Bien sûr, c'était le choix le plus judicieux. Xiao Qian écoutait Ke Jiakuan raconter ce qui s'était passé autour d'eux tout en mangeant.
C’est à ce moment précis que le charme de Ke Jiakuan se révéla. Il raconta toute l’histoire avec une clarté remarquable, comme s’il en avait été témoin. Il aurait été véritablement miraculeux qu’un homme comme lui ne fasse pas fortune dans les affaires.
Pendant que Ke Jiakuan parlait, personne ne fit de bruit, à l'exception de Xiaoqian qui avalait bruyamment son riz.
Le temps d'un repas, il expliqua tout clairement. C'est ce qui fait de lui un génie. Après l'avoir écouté, Xiaoqian, l'hôte, resta longtemps silencieux avant de demander : « Comptez-vous utiliser la projection astrale pour renvoyer ces gens dans le passé et tuer Kabeng ? »
Maître Yuankong soupira et dit : « C'est la seule solution, car nous savons tous qu'il n'existe toujours aucun moyen de briser la malédiction de Kabeng. À part empêcher son apparition, je ne vois vraiment pas d'autre moyen de la détruire. »

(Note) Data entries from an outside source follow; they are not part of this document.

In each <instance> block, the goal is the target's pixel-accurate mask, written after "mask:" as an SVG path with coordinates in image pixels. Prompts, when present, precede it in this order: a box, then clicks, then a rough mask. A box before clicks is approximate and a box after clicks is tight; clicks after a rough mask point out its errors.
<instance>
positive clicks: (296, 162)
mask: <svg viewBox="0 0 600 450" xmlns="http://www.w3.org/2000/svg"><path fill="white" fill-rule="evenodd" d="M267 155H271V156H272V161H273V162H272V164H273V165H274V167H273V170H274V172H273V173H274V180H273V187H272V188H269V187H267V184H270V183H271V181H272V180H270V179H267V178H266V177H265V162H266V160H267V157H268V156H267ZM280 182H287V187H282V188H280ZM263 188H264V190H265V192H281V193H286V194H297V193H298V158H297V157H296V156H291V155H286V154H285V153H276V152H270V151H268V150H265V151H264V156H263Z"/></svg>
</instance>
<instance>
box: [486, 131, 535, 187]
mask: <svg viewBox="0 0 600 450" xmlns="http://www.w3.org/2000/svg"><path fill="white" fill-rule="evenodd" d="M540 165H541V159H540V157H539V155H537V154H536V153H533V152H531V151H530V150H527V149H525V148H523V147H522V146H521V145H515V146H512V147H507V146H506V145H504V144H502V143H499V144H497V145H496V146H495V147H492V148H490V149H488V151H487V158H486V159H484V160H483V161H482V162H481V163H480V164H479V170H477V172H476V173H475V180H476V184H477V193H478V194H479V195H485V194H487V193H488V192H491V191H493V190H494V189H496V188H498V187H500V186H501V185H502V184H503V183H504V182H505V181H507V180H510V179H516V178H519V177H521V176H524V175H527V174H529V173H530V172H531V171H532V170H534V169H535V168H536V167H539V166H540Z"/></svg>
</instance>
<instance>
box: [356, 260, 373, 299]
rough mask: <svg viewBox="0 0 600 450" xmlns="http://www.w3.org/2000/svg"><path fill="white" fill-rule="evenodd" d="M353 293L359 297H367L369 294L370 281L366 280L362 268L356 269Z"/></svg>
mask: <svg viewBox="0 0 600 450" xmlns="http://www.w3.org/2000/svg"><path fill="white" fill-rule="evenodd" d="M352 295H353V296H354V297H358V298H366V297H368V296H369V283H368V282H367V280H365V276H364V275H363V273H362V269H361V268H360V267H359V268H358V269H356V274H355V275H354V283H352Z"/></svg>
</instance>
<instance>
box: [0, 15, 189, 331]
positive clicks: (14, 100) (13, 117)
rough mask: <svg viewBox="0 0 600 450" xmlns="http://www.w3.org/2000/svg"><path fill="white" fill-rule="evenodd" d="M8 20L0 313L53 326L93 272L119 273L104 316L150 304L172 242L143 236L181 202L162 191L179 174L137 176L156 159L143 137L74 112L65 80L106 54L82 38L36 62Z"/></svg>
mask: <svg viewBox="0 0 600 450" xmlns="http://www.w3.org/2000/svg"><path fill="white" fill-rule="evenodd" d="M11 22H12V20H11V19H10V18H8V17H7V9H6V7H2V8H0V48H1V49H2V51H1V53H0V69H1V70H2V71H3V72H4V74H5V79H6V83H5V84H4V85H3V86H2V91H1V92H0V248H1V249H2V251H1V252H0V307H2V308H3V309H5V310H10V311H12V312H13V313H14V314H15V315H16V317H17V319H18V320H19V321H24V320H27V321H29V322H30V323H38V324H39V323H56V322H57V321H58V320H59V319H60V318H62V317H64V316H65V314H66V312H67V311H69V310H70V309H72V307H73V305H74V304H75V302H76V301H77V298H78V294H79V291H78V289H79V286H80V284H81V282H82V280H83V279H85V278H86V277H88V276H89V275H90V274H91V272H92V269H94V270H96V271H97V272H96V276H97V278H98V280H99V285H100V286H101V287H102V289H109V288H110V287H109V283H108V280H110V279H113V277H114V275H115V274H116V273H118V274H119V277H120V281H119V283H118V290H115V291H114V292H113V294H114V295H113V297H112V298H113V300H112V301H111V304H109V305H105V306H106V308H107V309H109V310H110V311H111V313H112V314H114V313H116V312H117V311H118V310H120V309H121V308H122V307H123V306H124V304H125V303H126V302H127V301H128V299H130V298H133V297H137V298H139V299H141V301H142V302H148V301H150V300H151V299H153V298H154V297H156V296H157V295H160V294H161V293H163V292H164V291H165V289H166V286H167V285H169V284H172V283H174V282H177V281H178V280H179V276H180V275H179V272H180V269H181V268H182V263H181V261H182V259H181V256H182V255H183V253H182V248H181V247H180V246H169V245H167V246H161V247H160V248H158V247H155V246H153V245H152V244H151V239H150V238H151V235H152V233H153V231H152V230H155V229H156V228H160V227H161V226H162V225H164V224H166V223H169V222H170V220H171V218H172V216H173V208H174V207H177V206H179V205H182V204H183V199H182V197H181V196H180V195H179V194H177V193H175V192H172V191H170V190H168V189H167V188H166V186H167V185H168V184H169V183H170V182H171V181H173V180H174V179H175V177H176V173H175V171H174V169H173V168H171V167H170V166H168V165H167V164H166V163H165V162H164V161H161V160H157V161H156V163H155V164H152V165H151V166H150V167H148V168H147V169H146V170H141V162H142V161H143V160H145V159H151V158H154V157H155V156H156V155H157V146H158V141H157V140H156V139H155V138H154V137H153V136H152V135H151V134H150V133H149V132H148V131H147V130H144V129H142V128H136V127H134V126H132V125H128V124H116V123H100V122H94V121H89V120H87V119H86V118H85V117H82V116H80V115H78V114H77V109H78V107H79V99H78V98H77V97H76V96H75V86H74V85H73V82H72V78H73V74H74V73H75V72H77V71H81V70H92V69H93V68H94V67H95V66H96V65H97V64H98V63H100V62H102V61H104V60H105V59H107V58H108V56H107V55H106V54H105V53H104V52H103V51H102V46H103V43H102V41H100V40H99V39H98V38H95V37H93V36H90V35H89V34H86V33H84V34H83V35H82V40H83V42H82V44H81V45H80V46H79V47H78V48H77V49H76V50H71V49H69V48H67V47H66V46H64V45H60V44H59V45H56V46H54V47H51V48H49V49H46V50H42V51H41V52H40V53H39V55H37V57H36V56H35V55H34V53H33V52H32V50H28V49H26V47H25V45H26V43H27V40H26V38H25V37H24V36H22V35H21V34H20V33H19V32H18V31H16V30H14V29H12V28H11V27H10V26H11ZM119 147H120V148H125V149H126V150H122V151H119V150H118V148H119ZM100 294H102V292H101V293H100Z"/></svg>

Ke Jiakuan se tut également
: «
Je sais que cette méthode est très risquée, mais si nous ne prenons pas ce risque, nous ne pourrons pas contrôler Kabeng. J’ai toujours eu l’impression que l’apparence de Kabeng était différente des légendes d’antan. Autrefois, Kabeng ne tuait que les personnes maudites, leurs proches et leurs âmes dans l’au-delà, mais je n’ai jamais entendu dire qu’il tuait sans distinction. Se pourrait-il que la malédiction se soit encore amplifiée
?
»
« Oui, oui, tout comme les logiciels informatiques sont passés de la version 2.0 à la version 3.0, ils sont devenus plus performants », aimait toujours intervenir Ke Liang.